PROVIDENCE, R.I. (AP) – A police detective was shot to death with his own service weapon at department headquarters early Sunday while he was questioning a potential suspect in a stabbing, the police chief said.
James Allen, a 27-year veteran, was shot in a detective conference room while questioning Esteban Carpio, Chief Dean Esserman said.
Police believe Carpio, 26, who was not handcuffed, got hold of the officer’s gun, shot Allen, broke a third floor window in an adjacent office and jumped onto a service road, Esserman said at a news conference. Carpio was captured after a struggle a few blocks away.
Allen had been questioning Carpio about his possible connection to a stabbing attack Saturday on an 84-year-old woman, Esserman said. Carpio was not under arrest and had been taken out of handcuffs, he said. The woman was expected to recover.
The chief would not say how Carpio managed to get Allen’s weapon, and would not discuss other details leading up to the shooting. Carpio was charged with murder on Sunday night.
He also would not discuss the protocols for carrying weapons inside police headquarters or for interviewing potential suspects, and would not say if there were witnesses.
“The investigation has begun and we will find answers, but not here this morning,” he said.
Allen, 50, who was married and had two daughters, was pronounced dead at Rhode Island Hospital a short time after the shooting.
“Jimmy Allen passed in the noblest way possible. He gave his life trying to make our lives safer,” said Mayor David Cicilline. “He died a hero.”
Deputy Police Chief Paul Kennedy said Allen was an experienced investigator, and one of the department’s longest-serving detectives. His father is retired Providence police Capt. Lloyd Allen.
Police said Carpio was injured in his jump from the window, and was treated at a hospital for injuries to his leg, arm and head.
A gun, believed to be Allen’s, was discovered below the window where Carpio allegedly escaped.
Police were awaiting forensic tests to definitively identify that gun as Allen’s, and link it to Carpio.
Michael Brady, an expert in police procedures who teaches in the Administration of Justice department at Salve Regina University in Newport, said every police station has areas called “weapons secure,” where weapons are banned.
Those areas generally include cell blocks and interrogation rooms, he said, but not areas such as detective conference rooms.
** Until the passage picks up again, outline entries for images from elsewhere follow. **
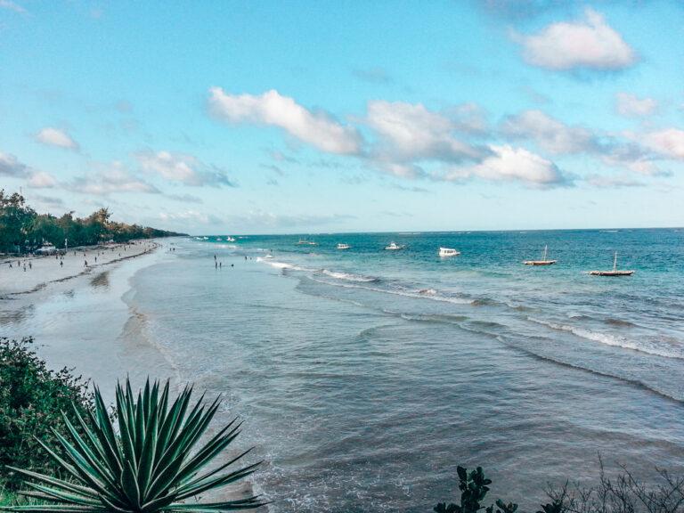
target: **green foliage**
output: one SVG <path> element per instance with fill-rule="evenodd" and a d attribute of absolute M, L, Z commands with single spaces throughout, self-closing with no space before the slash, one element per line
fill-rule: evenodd
<path fill-rule="evenodd" d="M 218 410 L 219 400 L 207 405 L 202 396 L 191 408 L 191 387 L 186 387 L 171 403 L 168 382 L 162 389 L 159 382 L 151 386 L 148 381 L 137 398 L 128 380 L 125 386 L 118 385 L 117 432 L 96 388 L 94 408 L 88 409 L 86 415 L 76 410 L 76 422 L 65 415 L 66 434 L 54 432 L 64 456 L 45 446 L 69 480 L 14 469 L 31 478 L 26 484 L 32 491 L 22 492 L 23 495 L 53 504 L 5 509 L 33 513 L 213 513 L 263 505 L 254 496 L 210 503 L 184 502 L 238 481 L 259 465 L 222 473 L 249 452 L 246 451 L 212 470 L 204 469 L 235 439 L 240 424 L 232 421 L 195 449 Z"/>
<path fill-rule="evenodd" d="M 87 217 L 74 217 L 73 212 L 60 217 L 37 214 L 16 192 L 6 195 L 0 190 L 0 251 L 22 253 L 50 242 L 56 248 L 90 246 L 105 240 L 126 242 L 133 239 L 151 239 L 180 235 L 173 232 L 145 228 L 111 221 L 107 208 Z"/>
<path fill-rule="evenodd" d="M 460 490 L 460 504 L 452 502 L 447 506 L 446 502 L 440 502 L 435 507 L 436 513 L 477 513 L 484 509 L 482 505 L 484 497 L 489 492 L 491 479 L 484 476 L 482 467 L 477 467 L 469 473 L 463 467 L 457 467 L 459 475 L 459 490 Z M 506 504 L 501 499 L 496 501 L 496 513 L 516 513 L 517 504 L 509 502 Z M 494 505 L 485 509 L 486 513 L 494 513 Z M 552 512 L 546 512 L 552 513 Z"/>
<path fill-rule="evenodd" d="M 53 371 L 31 350 L 32 338 L 0 338 L 0 468 L 5 465 L 55 473 L 57 466 L 40 443 L 57 442 L 51 428 L 66 425 L 61 411 L 76 420 L 92 403 L 87 382 L 69 370 Z M 73 406 L 72 406 L 73 405 Z M 15 490 L 20 478 L 0 473 L 0 486 Z"/>

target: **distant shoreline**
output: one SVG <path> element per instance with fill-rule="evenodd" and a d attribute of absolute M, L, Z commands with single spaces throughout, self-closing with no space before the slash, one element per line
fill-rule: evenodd
<path fill-rule="evenodd" d="M 151 253 L 160 246 L 155 240 L 143 239 L 114 245 L 73 248 L 61 256 L 32 255 L 4 258 L 0 261 L 0 300 L 37 292 L 50 283 L 72 280 L 103 266 Z M 67 265 L 60 265 L 60 262 Z M 24 271 L 28 263 L 28 270 Z"/>

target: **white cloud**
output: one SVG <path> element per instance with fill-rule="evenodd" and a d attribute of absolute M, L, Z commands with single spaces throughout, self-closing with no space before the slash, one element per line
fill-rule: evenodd
<path fill-rule="evenodd" d="M 34 171 L 28 179 L 28 185 L 33 189 L 50 189 L 57 185 L 57 180 L 45 171 Z"/>
<path fill-rule="evenodd" d="M 36 140 L 48 146 L 56 146 L 66 150 L 78 150 L 78 143 L 64 130 L 47 126 L 36 134 Z"/>
<path fill-rule="evenodd" d="M 228 94 L 221 87 L 212 87 L 209 110 L 230 123 L 279 126 L 297 139 L 329 153 L 361 152 L 362 141 L 355 128 L 339 124 L 324 112 L 312 112 L 273 89 L 257 96 Z"/>
<path fill-rule="evenodd" d="M 616 189 L 622 187 L 643 187 L 642 182 L 637 182 L 627 176 L 602 176 L 590 175 L 585 178 L 587 183 L 599 189 Z"/>
<path fill-rule="evenodd" d="M 142 170 L 156 173 L 169 182 L 196 186 L 235 187 L 224 170 L 204 164 L 192 155 L 146 151 L 137 153 L 135 158 Z"/>
<path fill-rule="evenodd" d="M 549 69 L 616 70 L 637 61 L 622 36 L 592 9 L 585 11 L 585 20 L 552 23 L 536 35 L 515 38 L 529 63 Z"/>
<path fill-rule="evenodd" d="M 595 151 L 597 142 L 590 130 L 568 126 L 541 110 L 526 110 L 506 118 L 501 129 L 510 137 L 529 138 L 545 151 L 573 154 Z"/>
<path fill-rule="evenodd" d="M 460 161 L 476 159 L 480 152 L 456 139 L 454 122 L 422 103 L 370 102 L 368 125 L 379 136 L 378 156 L 399 160 Z M 401 175 L 401 174 L 397 174 Z"/>
<path fill-rule="evenodd" d="M 99 169 L 78 176 L 66 188 L 85 194 L 106 196 L 113 192 L 159 192 L 154 185 L 132 175 L 121 162 L 98 165 Z"/>
<path fill-rule="evenodd" d="M 0 151 L 0 176 L 23 178 L 28 172 L 26 164 L 20 162 L 14 155 Z"/>
<path fill-rule="evenodd" d="M 646 134 L 640 139 L 664 157 L 684 160 L 684 130 L 668 128 Z"/>
<path fill-rule="evenodd" d="M 200 224 L 218 224 L 221 219 L 216 216 L 198 212 L 197 210 L 183 210 L 181 212 L 160 212 L 162 221 L 192 221 Z"/>
<path fill-rule="evenodd" d="M 638 98 L 629 93 L 618 93 L 615 95 L 615 110 L 621 116 L 641 118 L 653 114 L 658 102 L 653 98 Z"/>
<path fill-rule="evenodd" d="M 522 182 L 533 187 L 568 183 L 553 162 L 524 148 L 513 148 L 508 144 L 492 145 L 490 148 L 493 155 L 475 166 L 452 168 L 443 179 L 460 181 L 476 176 L 494 182 Z"/>
<path fill-rule="evenodd" d="M 9 11 L 14 11 L 14 12 L 19 12 L 20 14 L 26 13 L 26 9 L 18 4 L 14 4 L 14 2 L 10 2 L 10 0 L 0 0 L 0 7 L 8 9 Z"/>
While police said Carpio had not been arrested, Brady said police comments that he was handcuffed before the shooting indicated he was under arrest and would have been brought into the station in a weapons-secure area, where he would have been searched.
But if Allen wanted to question Carpio, Brady said, it would not have been unusual for him to do so in a non-secure area, and with his gun in his holster.
“This officer was not doing something very different than what police officers throughout the nation do every single day,” he said.
Brady said police departments usually decide on a case-by-case basis whether a suspect needs extra security or other measures during questioning.
The last time a Providence police officer was shot to death was in January 2000, when Sgt. Cornel Young Jr., off duty and in civilian clothes, was killed by fellow officers who mistook him for a suspect when he ran to their aid during a disturbance outside a diner.
Visitors to the police building have been required to pass through a metal detector since last fall, when a man walked into the lobby with a loaded gun and told an officer he might hurt himself or someone else. Officers disarmed him and no one was hurt.